Now, who do you think, of those people, will go online and report their weight fluctuations with birth control? Bingo. People who get. Just like with anything else, be it a restaurant or other service, the least satisfactory among us is usually the most vocal.
Some women's bodies will have a greater reaction to hormone levels adjustment and will take longer to normalize. Or they may never normalize, and new drugs need to be tried. There are many different formulations of synthetic hormones, so a prescription of progesterone or estrogen may not behave in your body in the same way as any other.
If you experience rapid weight gain in the first few days or weeks of birth, give it at least three months, track to see that your other behaviors that affect your weight are also not potentially to blame.

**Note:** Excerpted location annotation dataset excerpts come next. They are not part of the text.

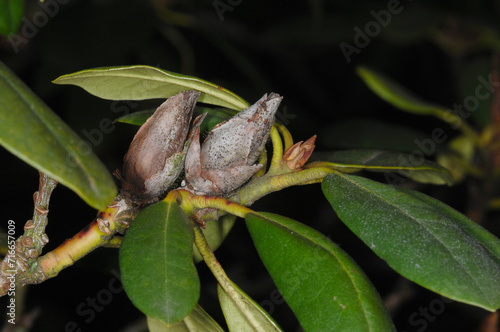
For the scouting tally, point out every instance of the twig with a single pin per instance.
(33, 270)
(28, 246)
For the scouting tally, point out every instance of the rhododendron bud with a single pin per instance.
(298, 154)
(156, 155)
(228, 156)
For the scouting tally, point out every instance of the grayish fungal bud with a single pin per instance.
(156, 155)
(228, 156)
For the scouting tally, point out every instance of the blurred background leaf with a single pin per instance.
(11, 13)
(291, 48)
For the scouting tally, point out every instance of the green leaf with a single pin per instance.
(145, 82)
(156, 262)
(421, 238)
(198, 320)
(242, 313)
(396, 95)
(213, 118)
(410, 165)
(215, 233)
(325, 288)
(32, 132)
(11, 13)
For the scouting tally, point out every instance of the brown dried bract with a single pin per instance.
(228, 156)
(298, 154)
(151, 164)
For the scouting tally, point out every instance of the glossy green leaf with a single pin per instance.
(32, 132)
(213, 118)
(410, 165)
(396, 95)
(421, 238)
(325, 288)
(198, 320)
(156, 262)
(145, 82)
(11, 13)
(242, 313)
(215, 233)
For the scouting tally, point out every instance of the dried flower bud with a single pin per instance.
(298, 154)
(227, 158)
(155, 157)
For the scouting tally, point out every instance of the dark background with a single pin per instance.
(436, 50)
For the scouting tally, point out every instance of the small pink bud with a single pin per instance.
(228, 156)
(298, 154)
(155, 157)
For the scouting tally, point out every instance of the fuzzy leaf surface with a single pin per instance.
(242, 313)
(156, 262)
(32, 132)
(325, 288)
(145, 82)
(421, 238)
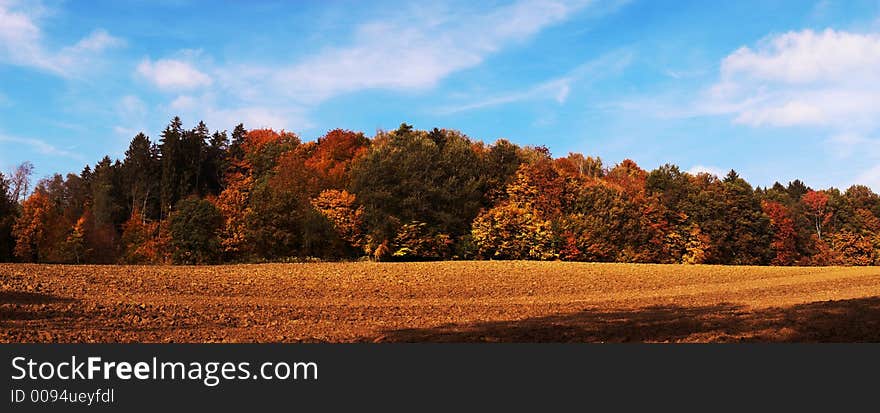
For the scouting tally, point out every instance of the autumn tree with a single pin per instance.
(8, 215)
(32, 229)
(784, 236)
(816, 203)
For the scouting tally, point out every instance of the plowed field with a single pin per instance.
(441, 301)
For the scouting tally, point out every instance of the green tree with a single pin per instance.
(194, 226)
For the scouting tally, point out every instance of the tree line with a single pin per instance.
(198, 197)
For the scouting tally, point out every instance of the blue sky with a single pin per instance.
(777, 90)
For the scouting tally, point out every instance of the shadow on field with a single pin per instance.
(856, 320)
(21, 297)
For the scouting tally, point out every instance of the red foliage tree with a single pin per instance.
(784, 242)
(816, 203)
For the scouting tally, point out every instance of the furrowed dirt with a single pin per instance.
(438, 302)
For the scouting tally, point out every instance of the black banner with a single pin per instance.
(415, 377)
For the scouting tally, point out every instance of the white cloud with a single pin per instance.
(98, 41)
(417, 51)
(870, 177)
(22, 43)
(42, 147)
(828, 78)
(412, 50)
(172, 74)
(183, 102)
(557, 89)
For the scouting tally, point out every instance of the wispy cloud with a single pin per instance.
(22, 43)
(42, 147)
(412, 52)
(173, 74)
(557, 89)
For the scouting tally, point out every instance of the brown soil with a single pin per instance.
(442, 301)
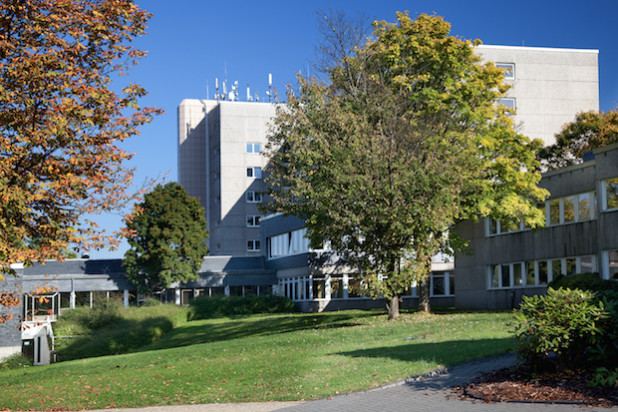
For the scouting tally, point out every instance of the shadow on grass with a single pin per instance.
(243, 327)
(448, 353)
(123, 336)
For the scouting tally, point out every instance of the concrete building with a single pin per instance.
(511, 261)
(549, 86)
(220, 163)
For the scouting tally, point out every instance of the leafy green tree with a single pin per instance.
(404, 141)
(588, 131)
(167, 238)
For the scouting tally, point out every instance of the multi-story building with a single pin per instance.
(549, 86)
(219, 162)
(220, 145)
(509, 261)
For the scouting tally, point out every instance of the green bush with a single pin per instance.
(15, 361)
(150, 301)
(565, 323)
(584, 281)
(206, 307)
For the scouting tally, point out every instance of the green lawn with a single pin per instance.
(262, 358)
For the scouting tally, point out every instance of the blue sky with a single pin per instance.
(192, 42)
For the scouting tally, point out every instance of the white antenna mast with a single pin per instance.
(269, 93)
(249, 98)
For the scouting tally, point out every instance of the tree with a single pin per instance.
(340, 36)
(404, 141)
(61, 122)
(588, 131)
(167, 235)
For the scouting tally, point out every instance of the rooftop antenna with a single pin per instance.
(269, 93)
(234, 92)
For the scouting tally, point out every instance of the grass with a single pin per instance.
(262, 358)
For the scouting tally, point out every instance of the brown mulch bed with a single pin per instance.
(517, 385)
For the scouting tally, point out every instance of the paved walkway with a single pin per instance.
(427, 393)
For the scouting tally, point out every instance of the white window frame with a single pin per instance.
(502, 101)
(253, 220)
(593, 211)
(506, 67)
(254, 172)
(250, 148)
(253, 245)
(253, 197)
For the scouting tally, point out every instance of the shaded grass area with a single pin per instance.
(262, 358)
(113, 329)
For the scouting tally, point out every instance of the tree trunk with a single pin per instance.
(393, 307)
(423, 300)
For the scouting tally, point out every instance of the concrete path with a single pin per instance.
(431, 392)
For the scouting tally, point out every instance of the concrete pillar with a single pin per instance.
(327, 287)
(125, 298)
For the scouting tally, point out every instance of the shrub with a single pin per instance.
(584, 281)
(564, 323)
(150, 301)
(15, 361)
(206, 307)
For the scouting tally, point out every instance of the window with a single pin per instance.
(496, 227)
(611, 193)
(336, 288)
(319, 287)
(569, 209)
(509, 102)
(255, 172)
(613, 264)
(253, 245)
(253, 197)
(254, 147)
(508, 68)
(253, 221)
(290, 243)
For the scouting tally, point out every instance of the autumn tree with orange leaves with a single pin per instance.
(61, 122)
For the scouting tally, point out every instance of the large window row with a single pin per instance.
(350, 287)
(575, 208)
(289, 243)
(538, 272)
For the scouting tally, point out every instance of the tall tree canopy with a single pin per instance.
(588, 131)
(167, 238)
(61, 122)
(404, 141)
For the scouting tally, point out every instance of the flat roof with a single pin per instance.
(527, 48)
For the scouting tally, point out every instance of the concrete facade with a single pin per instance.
(580, 236)
(220, 145)
(549, 85)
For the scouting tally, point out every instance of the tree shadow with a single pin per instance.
(242, 327)
(124, 336)
(454, 352)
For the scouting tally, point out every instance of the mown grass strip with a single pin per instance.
(262, 358)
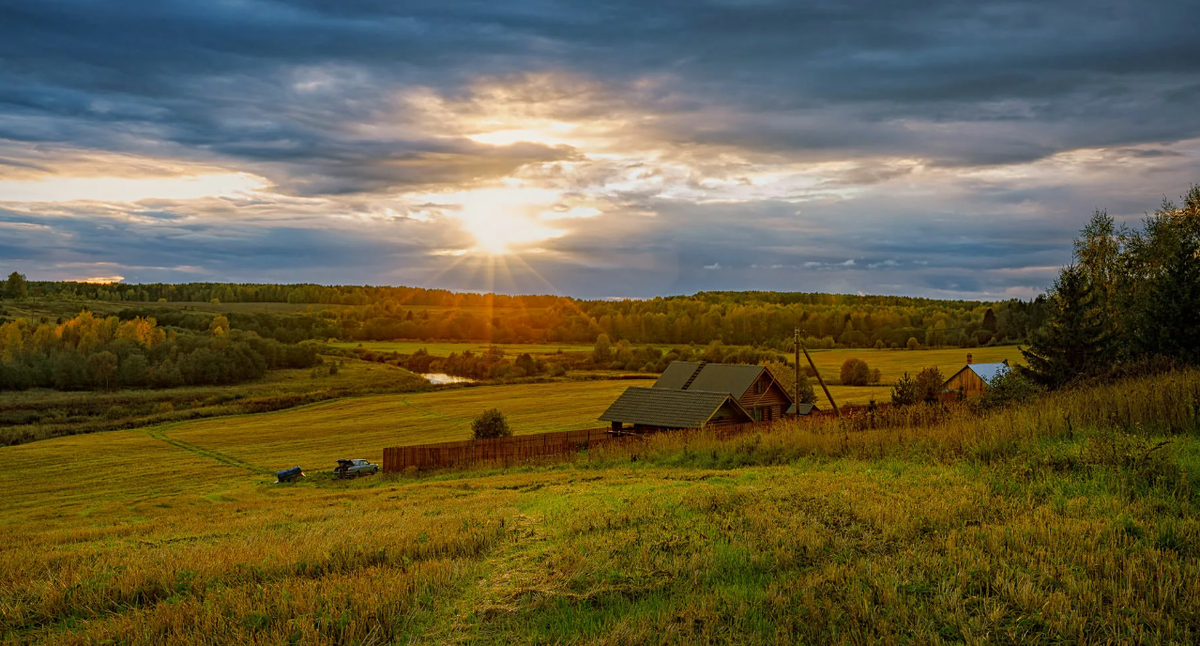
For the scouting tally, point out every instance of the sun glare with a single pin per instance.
(502, 220)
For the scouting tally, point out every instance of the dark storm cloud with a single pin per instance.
(310, 95)
(217, 77)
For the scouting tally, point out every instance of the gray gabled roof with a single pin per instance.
(670, 408)
(676, 375)
(732, 378)
(988, 371)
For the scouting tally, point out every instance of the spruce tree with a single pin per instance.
(1073, 342)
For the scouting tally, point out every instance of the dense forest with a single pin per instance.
(1128, 303)
(736, 318)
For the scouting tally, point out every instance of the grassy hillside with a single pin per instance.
(891, 363)
(1071, 520)
(35, 414)
(315, 436)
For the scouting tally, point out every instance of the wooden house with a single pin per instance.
(658, 410)
(972, 380)
(751, 386)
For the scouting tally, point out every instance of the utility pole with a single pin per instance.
(799, 346)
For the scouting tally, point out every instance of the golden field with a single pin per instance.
(1072, 519)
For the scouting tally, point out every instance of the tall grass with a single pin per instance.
(1144, 407)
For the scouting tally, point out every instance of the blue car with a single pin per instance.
(288, 474)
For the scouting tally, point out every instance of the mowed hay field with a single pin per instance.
(1047, 524)
(316, 436)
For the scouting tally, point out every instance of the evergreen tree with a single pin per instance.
(1073, 344)
(904, 392)
(15, 287)
(1165, 282)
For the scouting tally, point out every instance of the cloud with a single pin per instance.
(864, 145)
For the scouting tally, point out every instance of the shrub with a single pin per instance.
(490, 424)
(1009, 387)
(929, 383)
(905, 392)
(855, 372)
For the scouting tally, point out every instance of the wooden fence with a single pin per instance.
(504, 450)
(516, 449)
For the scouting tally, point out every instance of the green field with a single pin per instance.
(1056, 522)
(891, 363)
(39, 413)
(315, 436)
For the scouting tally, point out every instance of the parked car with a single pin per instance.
(288, 474)
(353, 468)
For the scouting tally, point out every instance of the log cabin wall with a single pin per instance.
(967, 382)
(765, 400)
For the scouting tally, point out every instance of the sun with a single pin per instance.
(502, 220)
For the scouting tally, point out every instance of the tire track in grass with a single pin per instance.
(160, 432)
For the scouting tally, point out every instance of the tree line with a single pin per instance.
(89, 352)
(736, 318)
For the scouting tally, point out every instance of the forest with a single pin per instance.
(89, 352)
(736, 318)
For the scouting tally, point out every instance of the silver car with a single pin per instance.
(353, 468)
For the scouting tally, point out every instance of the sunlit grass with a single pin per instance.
(1073, 519)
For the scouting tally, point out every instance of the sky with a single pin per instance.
(617, 149)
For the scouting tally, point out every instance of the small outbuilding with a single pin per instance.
(753, 386)
(658, 410)
(973, 380)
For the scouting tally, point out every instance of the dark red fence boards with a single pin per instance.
(522, 447)
(504, 449)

If you feel uncomfortable, or your weight does not go down, you can talk to your doctor and try different formulations, or consider alternative forms of contraception. There is no reason to feel uncomfortable, especially when it comes to your health and well-being, but there is reason to think rationally about what hormones you are doing in your body, rather than panic or feeling out of control if the scale falls up.
What do you have to do
To summarize, this study is inconclusive, but there is ample evidence to suggest that most women do not experience major changes in the majority of forms of contraception. There is a problem with research, as we discussed. At the same time, anecdotes about weight gain by birth control, especially if it happens quickly, should not go wrong, but may make women afraid of using contraceptives.
If you are currently thinking of using hormonal contraceptives and this is the main starting point whether you should use it or not, consider all the information in this article and explore all the existing birth control options so you can make rational decisions as to who is the right one for you.
Is Safe Users of contraception do a diet program
Important points in research that can be concluded. That between women, contraception and weight is not related, so if there is a woman who wants to do a diet program. Appropriate steps have been taken to maintain metabolism and hormonal balance. Of course it will also change the myth of contraception to make weight gain lost.